背景:喘息は、気道の炎症、気道平滑筋の狭窄および少なくとも部分的に可逆的である気道の構造変化を特徴とする慢性呼吸器状態である。 喘息の悪化は生命を脅かす可能性があり、医療サービスに大きな負担をかける可能性があります。 さまざまな指針は激しい設定の管理人員を知らせるために出版されました;複数は第一線の処置に答えない場合の静脈内の硫酸マグネシウム(IV Mgso4)の単一のボーラスの使用を含んでいます。 しかし、このアプローチの有効性は、特に重症度の低い症例では不明のままである。
目的:救急部における急性喘息治療成人におけるIV Mgso4の安全性および有効性を評価すること。
目的:急性喘息治療成人におけるiv Mgso4の安全性および有効性を評価すること。

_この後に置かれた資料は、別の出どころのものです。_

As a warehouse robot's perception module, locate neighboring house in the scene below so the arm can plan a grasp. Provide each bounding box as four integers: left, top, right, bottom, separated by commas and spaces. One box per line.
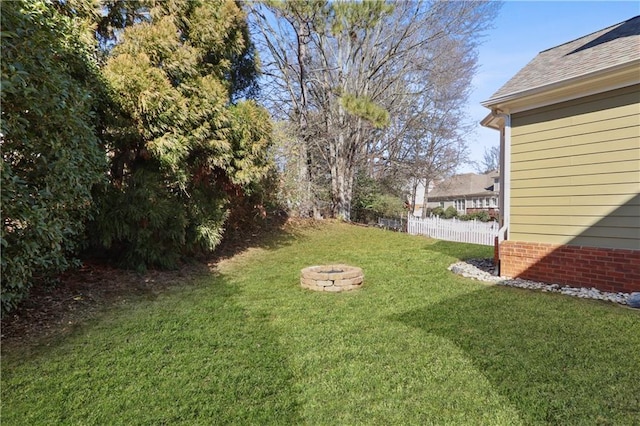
414, 172, 500, 217
482, 16, 640, 292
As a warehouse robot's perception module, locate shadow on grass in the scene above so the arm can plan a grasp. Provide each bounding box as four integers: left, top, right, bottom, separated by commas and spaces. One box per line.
2, 275, 301, 425
393, 284, 640, 424
1, 215, 314, 347
424, 240, 493, 260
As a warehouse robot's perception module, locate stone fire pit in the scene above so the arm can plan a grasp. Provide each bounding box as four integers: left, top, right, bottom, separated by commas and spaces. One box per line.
300, 265, 364, 293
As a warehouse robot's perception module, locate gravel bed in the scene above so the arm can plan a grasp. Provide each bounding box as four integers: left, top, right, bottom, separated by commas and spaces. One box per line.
448, 259, 640, 307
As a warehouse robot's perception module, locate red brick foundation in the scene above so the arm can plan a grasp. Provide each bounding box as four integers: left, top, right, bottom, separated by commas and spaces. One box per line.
500, 241, 640, 293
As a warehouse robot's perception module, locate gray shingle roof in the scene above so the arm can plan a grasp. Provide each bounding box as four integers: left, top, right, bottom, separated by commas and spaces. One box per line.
483, 15, 640, 104
429, 172, 498, 199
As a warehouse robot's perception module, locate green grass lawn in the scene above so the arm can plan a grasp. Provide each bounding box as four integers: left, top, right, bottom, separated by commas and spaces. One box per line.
1, 222, 640, 426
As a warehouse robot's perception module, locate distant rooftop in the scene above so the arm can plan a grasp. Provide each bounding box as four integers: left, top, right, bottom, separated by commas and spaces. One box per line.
429, 171, 499, 199
483, 15, 640, 104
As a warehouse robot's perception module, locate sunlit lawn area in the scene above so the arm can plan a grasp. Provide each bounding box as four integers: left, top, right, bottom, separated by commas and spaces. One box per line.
1, 223, 640, 426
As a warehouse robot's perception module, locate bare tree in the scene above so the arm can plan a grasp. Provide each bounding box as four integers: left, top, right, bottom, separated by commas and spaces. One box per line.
249, 1, 497, 220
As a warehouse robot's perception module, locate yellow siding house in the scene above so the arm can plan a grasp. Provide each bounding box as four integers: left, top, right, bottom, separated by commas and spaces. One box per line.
482, 16, 640, 292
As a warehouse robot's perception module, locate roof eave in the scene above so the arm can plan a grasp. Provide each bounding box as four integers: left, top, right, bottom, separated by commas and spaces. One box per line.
481, 59, 640, 114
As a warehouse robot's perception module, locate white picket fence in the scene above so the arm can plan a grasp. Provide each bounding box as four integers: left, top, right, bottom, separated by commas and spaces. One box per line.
407, 214, 499, 246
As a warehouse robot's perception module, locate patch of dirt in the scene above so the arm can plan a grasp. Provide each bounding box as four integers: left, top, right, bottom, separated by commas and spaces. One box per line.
0, 213, 302, 350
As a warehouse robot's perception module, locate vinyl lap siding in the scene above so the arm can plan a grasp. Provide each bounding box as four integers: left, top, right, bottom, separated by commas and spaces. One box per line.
509, 85, 640, 249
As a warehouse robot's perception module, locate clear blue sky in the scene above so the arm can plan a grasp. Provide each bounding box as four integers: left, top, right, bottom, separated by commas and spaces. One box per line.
459, 1, 640, 172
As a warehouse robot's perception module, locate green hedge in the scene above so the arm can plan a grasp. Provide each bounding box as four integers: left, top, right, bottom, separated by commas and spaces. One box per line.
0, 1, 106, 313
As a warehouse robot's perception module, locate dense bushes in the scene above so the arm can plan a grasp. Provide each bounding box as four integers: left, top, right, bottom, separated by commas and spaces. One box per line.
351, 173, 406, 223
0, 1, 106, 312
428, 206, 493, 222
1, 0, 275, 313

検索方法:我々は、コクラン航空レビューグループ専門登録簿(CAGR)から2月2014までの試験を同定した。 私たちも検索しましたwww.ClinicalTrials.gov そして、他のレビューの参照リスト、および我々は追加情報を求めるために試験の著者に連絡しました。
選択基準:iv Mgso4のいずれかの用量をプラセボと比較した場合、喘息の悪化のために救急科(ED)で治療された成人の無作為化比較試験(RCTs)を含めた。
データの収集と分析:すべてのレビュー著者は、タイトルと抄録を含めてスクリーニングし、少なくとも二つのレビュー著者は、独立して研究の特性、バイアス 意見の不一致はコンセンサスによって解決され、私たちは行方不明の情報を得るために裁判の調査官に連絡しました。分析の単位として研究参加者を使用してオッズ比として二分法データを分析し、固定効果モデルを使用して平均差または標準化された平均差として すべての結果をGRADEを使用して評価し、結果を調査結果の要約表1に示しました。増悪のベースライン重症度と臭化イプラトロピウムが共薬として与えられたかどうかの主要な転帰に関するサブグループ分析を行った。 未発表のデータと盲検バイアスのリスクが高い研究は、感度分析の主な分析から削除されました。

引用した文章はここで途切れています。